A Deep Dive into Psyberg: Stateless vs. Stateful Data Processing | Netflix Technology Blog
Let’s use the registration fact table as an example here. The workflow for this table runs hourly and the main input source is an Iceberg table that stores all raw registration events partitioned by login date, hour, and batch ID.
Here is a YAML snippet outlining the settings in Psyberg’s initialization step:
- job:
id: psyberg_session_init
type: Spark
spark:
app_args:
- --process_name=signup_fact_load
- --src_tables=raw_signups
- --psyberg_session_id=20230914061001
- --psyberg_hwm_table=high_water_mark_table
- --psyberg_session_table=psyberg_session_metadata
- --etl_pattern_id=1
Behind the scenes, Psyberg discovered that the pipeline was configured for stateless mode because etl_pattern_id=1.

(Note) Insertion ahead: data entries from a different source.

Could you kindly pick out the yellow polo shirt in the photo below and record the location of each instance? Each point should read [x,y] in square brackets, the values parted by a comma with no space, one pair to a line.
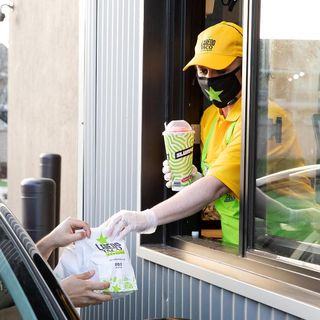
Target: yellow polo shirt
[223,157]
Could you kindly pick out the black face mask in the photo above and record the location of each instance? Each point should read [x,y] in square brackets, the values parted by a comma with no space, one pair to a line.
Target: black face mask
[222,90]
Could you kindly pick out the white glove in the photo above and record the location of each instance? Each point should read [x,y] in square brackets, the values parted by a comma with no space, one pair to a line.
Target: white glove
[166,170]
[123,222]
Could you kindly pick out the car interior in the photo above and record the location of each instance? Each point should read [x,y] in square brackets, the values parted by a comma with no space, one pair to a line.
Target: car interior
[28,288]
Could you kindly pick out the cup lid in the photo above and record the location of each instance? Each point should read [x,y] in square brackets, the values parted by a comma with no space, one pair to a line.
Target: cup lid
[178,126]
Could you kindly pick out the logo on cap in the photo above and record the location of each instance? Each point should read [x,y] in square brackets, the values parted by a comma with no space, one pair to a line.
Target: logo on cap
[208,44]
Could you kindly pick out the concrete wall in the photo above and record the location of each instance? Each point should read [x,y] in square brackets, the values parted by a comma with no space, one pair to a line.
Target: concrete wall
[43,95]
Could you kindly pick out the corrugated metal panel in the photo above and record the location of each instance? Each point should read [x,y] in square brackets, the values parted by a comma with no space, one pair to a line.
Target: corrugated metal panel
[111,155]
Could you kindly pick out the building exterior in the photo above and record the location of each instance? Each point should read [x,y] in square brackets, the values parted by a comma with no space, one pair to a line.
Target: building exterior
[125,95]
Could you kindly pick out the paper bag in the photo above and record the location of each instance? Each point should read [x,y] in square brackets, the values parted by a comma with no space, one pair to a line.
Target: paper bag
[110,260]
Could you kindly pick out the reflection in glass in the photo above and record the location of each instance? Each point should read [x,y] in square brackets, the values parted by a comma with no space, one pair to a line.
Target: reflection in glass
[287,172]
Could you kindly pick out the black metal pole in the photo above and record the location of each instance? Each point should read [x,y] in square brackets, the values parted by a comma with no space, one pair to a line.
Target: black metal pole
[50,167]
[38,208]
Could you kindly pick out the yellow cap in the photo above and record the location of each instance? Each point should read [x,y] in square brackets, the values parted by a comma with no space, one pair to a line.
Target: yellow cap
[217,46]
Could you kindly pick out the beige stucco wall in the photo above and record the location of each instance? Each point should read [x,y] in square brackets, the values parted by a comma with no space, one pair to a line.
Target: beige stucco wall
[43,95]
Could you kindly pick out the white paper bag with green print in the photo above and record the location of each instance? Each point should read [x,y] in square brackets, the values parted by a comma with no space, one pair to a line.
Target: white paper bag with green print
[179,140]
[110,260]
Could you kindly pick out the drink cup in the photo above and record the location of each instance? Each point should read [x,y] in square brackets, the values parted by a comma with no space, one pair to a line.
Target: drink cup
[179,140]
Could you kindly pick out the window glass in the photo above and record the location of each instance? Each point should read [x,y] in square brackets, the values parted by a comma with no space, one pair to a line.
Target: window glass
[12,291]
[4,45]
[287,219]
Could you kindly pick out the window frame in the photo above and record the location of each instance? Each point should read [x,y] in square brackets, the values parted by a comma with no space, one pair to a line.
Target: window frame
[286,285]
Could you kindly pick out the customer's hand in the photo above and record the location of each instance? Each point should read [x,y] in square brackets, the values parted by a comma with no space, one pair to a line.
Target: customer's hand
[66,232]
[82,291]
[166,170]
[123,222]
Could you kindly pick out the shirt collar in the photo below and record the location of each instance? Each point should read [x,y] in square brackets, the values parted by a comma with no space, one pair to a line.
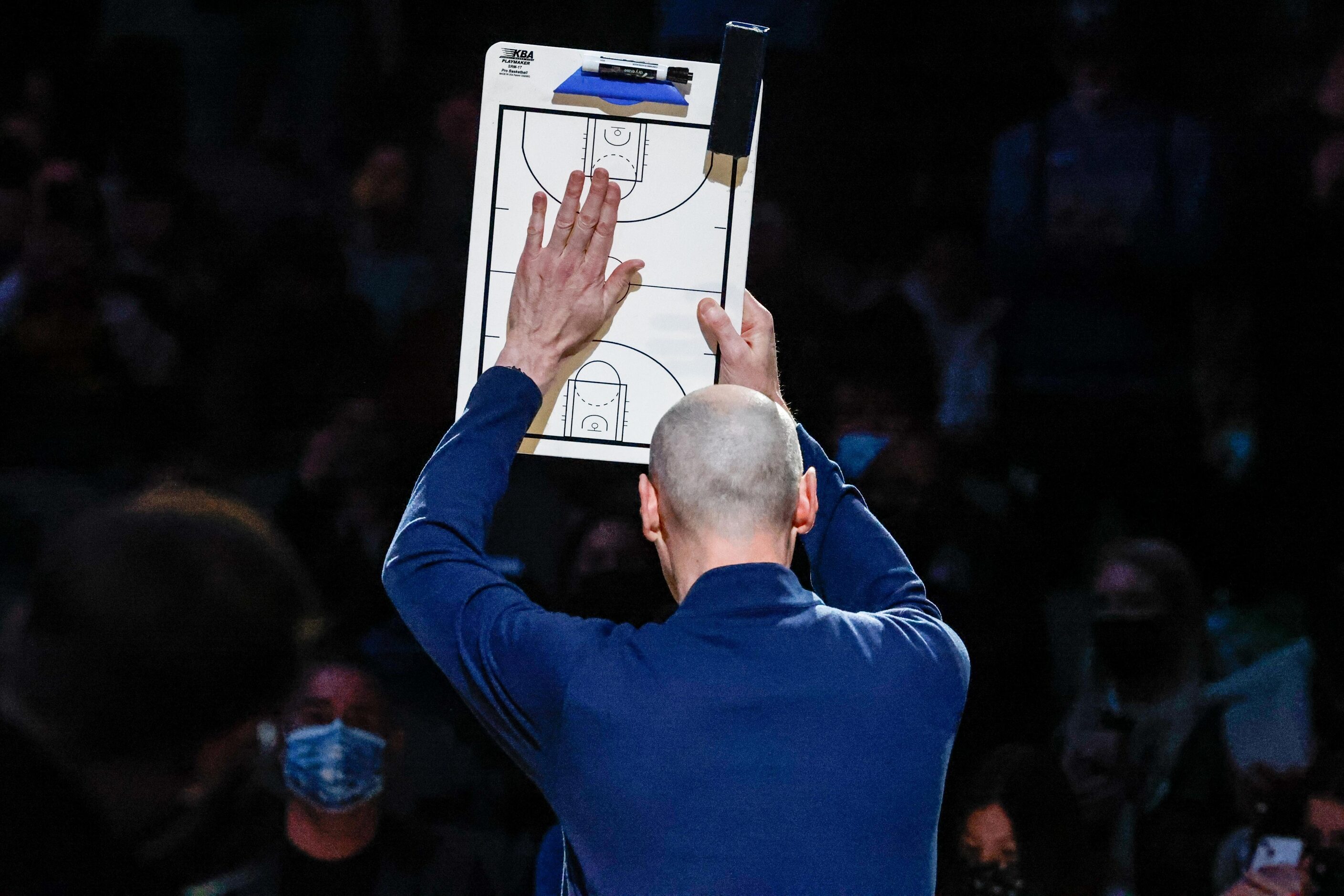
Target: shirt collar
[745,589]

Psyberg also uses the provided input to detect Iceberg snapshots that persist after the latest high watermark available in the watermark table.use Summary columns in snapshot metadata [see the Iceberg Metadata section in post 1 for more details]we parse out the partition information of each Iceberg snapshot of the source table.
Psyberg then retains these processing URIs (JSON string arrays containing landing date, hour, and batch ID combinations) determined by the snapshot changes.This information and other calculated metadata are stored in psyberg_session_f table.This stored data can then be used for subsequent operations Load fact table Jobs in workflows to leverage and use for analysis and debugging purposes.
Use stateful data processing when the output depends on a sequence of events on one or more input streams.
Let’s consider an example of building a cancellation fact table that takes as input:
- original cancellation event Indicates when the customer account was canceled
- Store the incoming fact table Customer requirements Cancel your subscription at the end of your billing cycle
These inputs help derive additional state analysis attributes such as type of churn, i.e. voluntary or involuntary, etc.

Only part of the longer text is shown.